Modern LLM Development Workflows: A Comprehensive Guide
Comparing how frontier models are built and how breakthrough student models like DeepSeek are built based on frontier models
This guide explores the key steps and techniques in developing state-of-the-art Language Learning Models (LLMs), drawing from recent advances in the field. The guide is divided into two sections. First section explores how frontier models are built. Second section elaborates how student models are built based on frontier models.
The article also covers recent innovations in training the DeepSeek model which has delivered breakthrough performance (top 3 rankings on LLM leaderboards) at a fraction of training cost of leading frontier models.
Listen to AI moderated podcast based on this article
Frontier Model Development
Large Language Models (LLMs) have revolutionized AI, but their development follows a complex workflow. Let's explore each stage of this process, from data collection to deployment.
Data Collection
The foundation of any LLM begins with massive text datasets. Leading models like LLaMA, GPT-3, and Claude rely on web crawling techniques using tools like CommonCrawl and C4. This process involves extensive quality filtering and deduplication to ensure data integrity. According to the LLaMA Paper, careful data curation significantly impacts model performance.
Data Preprocessing
Text data must be converted into a format that models can process. This involves tokenization, typically using either byte-pair encoding (BPE) or SentencePiece. LLaMA, for instance, employs BPE with a 32,000-token vocabulary, as detailed in their technical documentation.
Pre-training Phase
Architecture
Modern LLMs primarily use decoder-only transformer architectures. LLaMA, GPT-3, and PaLM incorporate specific enhancements like rotary positional embeddings (RoPE) and pre-normalization to improve performance.
Distributed Training
Training these massive models requires sophisticated distributed computing approaches. Meta's FSDP (Fully Sharded Data Parallel) system, detailed in their engineering blog, enables efficient training across multiple GPUs/TPUs.
Fine-tuning Approaches
RLHF
Reinforcement Learning from Human Feedback (RLHF) has become crucial for aligning models with human preferences. Models like Claude, GPT-4, and Gemini use RLHF to improve their outputs' quality and safety.
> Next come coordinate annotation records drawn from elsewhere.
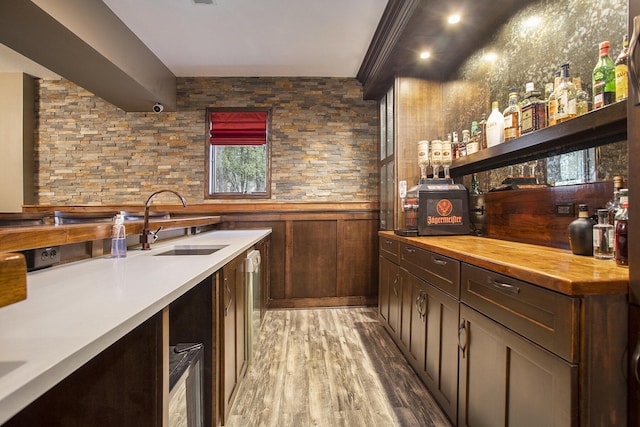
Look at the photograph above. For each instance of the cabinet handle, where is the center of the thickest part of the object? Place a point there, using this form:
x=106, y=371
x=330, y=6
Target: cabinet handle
x=635, y=361
x=462, y=338
x=504, y=287
x=226, y=287
x=633, y=68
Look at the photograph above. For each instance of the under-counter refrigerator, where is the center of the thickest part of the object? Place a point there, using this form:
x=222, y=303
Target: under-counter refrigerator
x=633, y=135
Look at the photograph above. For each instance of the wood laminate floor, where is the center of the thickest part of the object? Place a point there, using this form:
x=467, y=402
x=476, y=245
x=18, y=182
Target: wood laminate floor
x=330, y=367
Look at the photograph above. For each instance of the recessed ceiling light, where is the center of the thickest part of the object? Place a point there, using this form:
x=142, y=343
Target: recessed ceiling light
x=454, y=19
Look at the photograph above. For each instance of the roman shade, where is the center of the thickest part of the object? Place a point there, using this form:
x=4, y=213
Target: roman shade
x=238, y=127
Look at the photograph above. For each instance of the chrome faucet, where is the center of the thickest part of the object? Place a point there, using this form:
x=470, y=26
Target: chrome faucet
x=146, y=234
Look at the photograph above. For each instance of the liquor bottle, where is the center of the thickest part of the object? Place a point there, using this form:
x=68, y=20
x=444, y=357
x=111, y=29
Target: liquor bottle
x=604, y=78
x=582, y=98
x=622, y=220
x=603, y=237
x=475, y=185
x=552, y=102
x=463, y=146
x=613, y=205
x=482, y=132
x=581, y=232
x=534, y=111
x=495, y=126
x=512, y=117
x=473, y=145
x=622, y=70
x=565, y=97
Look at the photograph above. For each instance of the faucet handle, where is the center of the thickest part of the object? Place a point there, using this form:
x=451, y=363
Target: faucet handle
x=154, y=234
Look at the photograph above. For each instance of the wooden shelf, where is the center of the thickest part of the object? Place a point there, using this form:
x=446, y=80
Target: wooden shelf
x=598, y=127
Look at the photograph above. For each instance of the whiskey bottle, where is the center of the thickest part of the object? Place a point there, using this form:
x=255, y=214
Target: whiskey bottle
x=582, y=98
x=622, y=220
x=482, y=132
x=495, y=126
x=613, y=205
x=604, y=78
x=473, y=145
x=512, y=117
x=552, y=103
x=603, y=237
x=534, y=111
x=565, y=97
x=622, y=71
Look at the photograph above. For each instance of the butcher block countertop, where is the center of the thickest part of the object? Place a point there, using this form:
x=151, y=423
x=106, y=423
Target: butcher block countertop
x=554, y=269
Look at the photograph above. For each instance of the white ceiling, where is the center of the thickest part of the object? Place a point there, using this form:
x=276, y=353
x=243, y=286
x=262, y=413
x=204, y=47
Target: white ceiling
x=256, y=38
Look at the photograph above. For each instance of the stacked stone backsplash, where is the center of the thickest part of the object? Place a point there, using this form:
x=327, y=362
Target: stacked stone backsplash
x=89, y=152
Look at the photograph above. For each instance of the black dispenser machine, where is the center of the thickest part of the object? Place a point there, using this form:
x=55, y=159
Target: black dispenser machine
x=442, y=209
x=436, y=206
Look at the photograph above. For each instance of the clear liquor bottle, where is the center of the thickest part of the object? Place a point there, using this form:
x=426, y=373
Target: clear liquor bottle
x=603, y=237
x=622, y=71
x=512, y=117
x=604, y=78
x=495, y=126
x=534, y=111
x=622, y=220
x=565, y=97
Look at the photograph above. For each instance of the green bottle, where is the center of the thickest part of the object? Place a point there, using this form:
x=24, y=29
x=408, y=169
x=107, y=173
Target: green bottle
x=604, y=78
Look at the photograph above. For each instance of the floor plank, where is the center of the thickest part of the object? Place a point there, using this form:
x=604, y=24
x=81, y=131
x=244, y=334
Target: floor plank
x=330, y=367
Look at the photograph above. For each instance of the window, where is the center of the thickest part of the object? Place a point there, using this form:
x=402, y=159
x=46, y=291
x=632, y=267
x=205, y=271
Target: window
x=238, y=153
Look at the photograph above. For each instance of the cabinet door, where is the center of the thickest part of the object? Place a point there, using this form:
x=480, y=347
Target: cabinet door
x=441, y=358
x=387, y=275
x=395, y=295
x=506, y=380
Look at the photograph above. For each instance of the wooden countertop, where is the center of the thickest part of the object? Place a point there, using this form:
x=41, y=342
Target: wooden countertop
x=555, y=269
x=39, y=236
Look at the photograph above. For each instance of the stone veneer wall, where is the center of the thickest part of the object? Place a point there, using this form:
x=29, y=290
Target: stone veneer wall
x=323, y=136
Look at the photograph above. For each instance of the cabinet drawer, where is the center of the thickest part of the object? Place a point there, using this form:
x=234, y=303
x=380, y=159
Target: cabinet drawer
x=547, y=318
x=389, y=248
x=438, y=270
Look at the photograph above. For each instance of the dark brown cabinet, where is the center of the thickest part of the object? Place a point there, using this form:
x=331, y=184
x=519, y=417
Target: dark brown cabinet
x=232, y=331
x=506, y=380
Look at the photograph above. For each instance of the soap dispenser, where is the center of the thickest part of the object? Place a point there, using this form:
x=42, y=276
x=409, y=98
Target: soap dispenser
x=119, y=238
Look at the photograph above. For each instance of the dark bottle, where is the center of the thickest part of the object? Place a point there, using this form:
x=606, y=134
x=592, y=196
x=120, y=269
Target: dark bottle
x=622, y=222
x=581, y=232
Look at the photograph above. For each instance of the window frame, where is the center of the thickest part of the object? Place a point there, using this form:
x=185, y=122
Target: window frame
x=221, y=196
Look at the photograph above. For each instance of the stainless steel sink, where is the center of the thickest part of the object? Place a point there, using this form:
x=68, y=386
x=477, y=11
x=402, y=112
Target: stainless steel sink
x=192, y=250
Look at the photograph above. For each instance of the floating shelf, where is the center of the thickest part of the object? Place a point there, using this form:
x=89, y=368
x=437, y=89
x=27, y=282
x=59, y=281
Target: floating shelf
x=597, y=127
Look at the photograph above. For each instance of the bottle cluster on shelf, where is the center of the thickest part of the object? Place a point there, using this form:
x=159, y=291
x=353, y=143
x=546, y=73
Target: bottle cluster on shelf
x=562, y=100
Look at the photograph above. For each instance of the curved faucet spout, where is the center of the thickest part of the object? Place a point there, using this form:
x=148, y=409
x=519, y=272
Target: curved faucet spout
x=144, y=235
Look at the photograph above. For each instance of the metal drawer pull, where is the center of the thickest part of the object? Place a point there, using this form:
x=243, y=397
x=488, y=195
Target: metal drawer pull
x=462, y=337
x=504, y=287
x=635, y=361
x=226, y=287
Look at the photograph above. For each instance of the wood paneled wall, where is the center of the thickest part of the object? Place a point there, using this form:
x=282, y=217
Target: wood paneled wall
x=529, y=216
x=318, y=259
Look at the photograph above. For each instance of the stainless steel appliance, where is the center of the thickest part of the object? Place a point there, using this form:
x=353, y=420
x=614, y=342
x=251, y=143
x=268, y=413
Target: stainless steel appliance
x=186, y=403
x=254, y=307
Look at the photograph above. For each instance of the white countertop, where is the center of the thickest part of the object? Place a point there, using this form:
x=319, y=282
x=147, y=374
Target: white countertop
x=75, y=311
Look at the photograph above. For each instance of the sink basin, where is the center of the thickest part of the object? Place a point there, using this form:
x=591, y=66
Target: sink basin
x=192, y=250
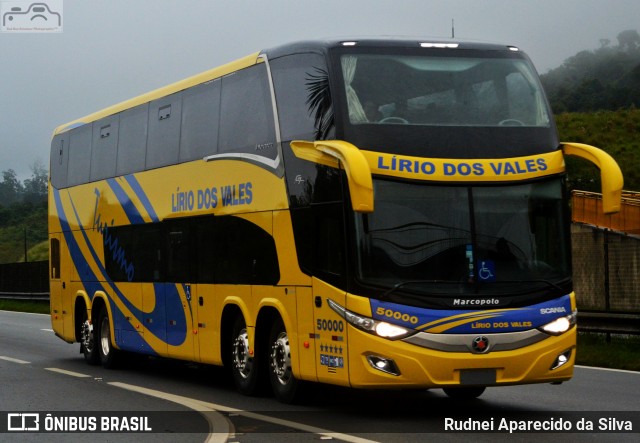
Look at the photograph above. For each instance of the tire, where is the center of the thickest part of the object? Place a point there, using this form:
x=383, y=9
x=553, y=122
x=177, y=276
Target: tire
x=245, y=368
x=108, y=354
x=466, y=393
x=88, y=340
x=286, y=387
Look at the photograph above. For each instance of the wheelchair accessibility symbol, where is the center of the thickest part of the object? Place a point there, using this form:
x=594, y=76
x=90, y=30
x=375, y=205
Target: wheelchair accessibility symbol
x=487, y=270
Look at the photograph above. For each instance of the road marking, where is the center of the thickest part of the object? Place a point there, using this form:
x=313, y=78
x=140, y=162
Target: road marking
x=14, y=360
x=608, y=369
x=65, y=372
x=202, y=406
x=218, y=424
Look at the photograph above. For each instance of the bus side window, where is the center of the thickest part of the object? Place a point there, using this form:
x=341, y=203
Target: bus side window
x=132, y=140
x=55, y=258
x=291, y=76
x=246, y=113
x=163, y=142
x=59, y=160
x=79, y=155
x=104, y=148
x=200, y=115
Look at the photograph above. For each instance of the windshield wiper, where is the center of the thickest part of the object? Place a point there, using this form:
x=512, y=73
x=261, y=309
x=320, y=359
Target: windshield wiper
x=398, y=285
x=520, y=283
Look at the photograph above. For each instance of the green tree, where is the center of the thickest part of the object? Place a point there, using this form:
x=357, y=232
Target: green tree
x=35, y=188
x=11, y=189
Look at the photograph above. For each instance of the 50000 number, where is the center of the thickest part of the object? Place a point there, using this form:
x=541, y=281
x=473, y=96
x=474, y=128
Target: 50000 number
x=330, y=325
x=397, y=315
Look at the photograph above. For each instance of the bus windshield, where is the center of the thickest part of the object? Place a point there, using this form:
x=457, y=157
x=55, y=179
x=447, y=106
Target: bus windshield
x=457, y=240
x=438, y=90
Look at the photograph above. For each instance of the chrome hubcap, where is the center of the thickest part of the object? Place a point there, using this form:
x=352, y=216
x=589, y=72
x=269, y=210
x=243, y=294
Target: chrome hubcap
x=105, y=332
x=86, y=332
x=280, y=358
x=242, y=362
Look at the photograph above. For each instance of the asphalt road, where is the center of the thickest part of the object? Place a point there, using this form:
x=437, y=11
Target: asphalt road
x=40, y=374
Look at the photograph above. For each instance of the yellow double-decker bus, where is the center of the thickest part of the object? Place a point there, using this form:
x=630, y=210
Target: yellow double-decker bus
x=365, y=213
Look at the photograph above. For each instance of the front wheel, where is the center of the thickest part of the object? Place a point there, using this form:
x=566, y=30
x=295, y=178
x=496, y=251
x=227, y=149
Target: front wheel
x=108, y=354
x=284, y=384
x=88, y=340
x=466, y=393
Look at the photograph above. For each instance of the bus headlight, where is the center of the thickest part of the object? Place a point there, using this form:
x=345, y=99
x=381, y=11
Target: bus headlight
x=367, y=324
x=560, y=325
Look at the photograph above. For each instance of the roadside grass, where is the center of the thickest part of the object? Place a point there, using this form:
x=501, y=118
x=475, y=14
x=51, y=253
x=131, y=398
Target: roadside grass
x=615, y=351
x=594, y=349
This involves creating reward models and implementing Proximal Policy Optimization (PPO).
Constitutional AI
Anthropic pioneered Constitutional AI, a specialized approach to embedding behavioral constraints during training. This technique, detailed in their research paper, is fundamental to Claude's development.
Model Optimization
Compression Techniques
LoRA (Low-Rank Adaptation), described in the original paper, enables efficient fine-tuning by updating rank decomposition matrices instead of full model weights. This has been particularly successful with LLaMA adaptations.
Deployment Strategies
Quantization
Model quantization reduces precision (e.g., from 16-bit to 4/8-bit) while maintaining performance. This technique is crucial for deploying large models like LLaMA and Claude efficiently.
Model Sharding
Distributing model weights across multiple devices is essential for serving large models. GPT-3, Claude, and Gemini use sophisticated sharding techniques, with tools like Microsoft DeepSpeed leading the way.
Inference Optimization
Speculative decoding, detailed in this research paper, allows for parallel token generation to speed up inference. While not officially confirmed, it's believed that GPT-4 employs this technique.
Important Notes
Many implementation details for commercial models remain proprietary
These techniques often overlap and may be used concurrently
The field evolves rapidly, with new optimizations emerging regularly
Not all techniques used by commercial models are publicly documented
This workflow represents the current state-of-the-art in LLM development, though the landscape continues to evolve with new research and innovations.
Student Model Development
Base Model Selection
The foundation of any LLM development starts with selecting an appropriate base model. Leading organizations like DeepSeek, Yi, and Nemotron typically choose larger foundation models as teachers, such as LLaMA. The teacher model is usually 2-3 times larger than the target student model, as detailed in the DeepSeek Technical Report.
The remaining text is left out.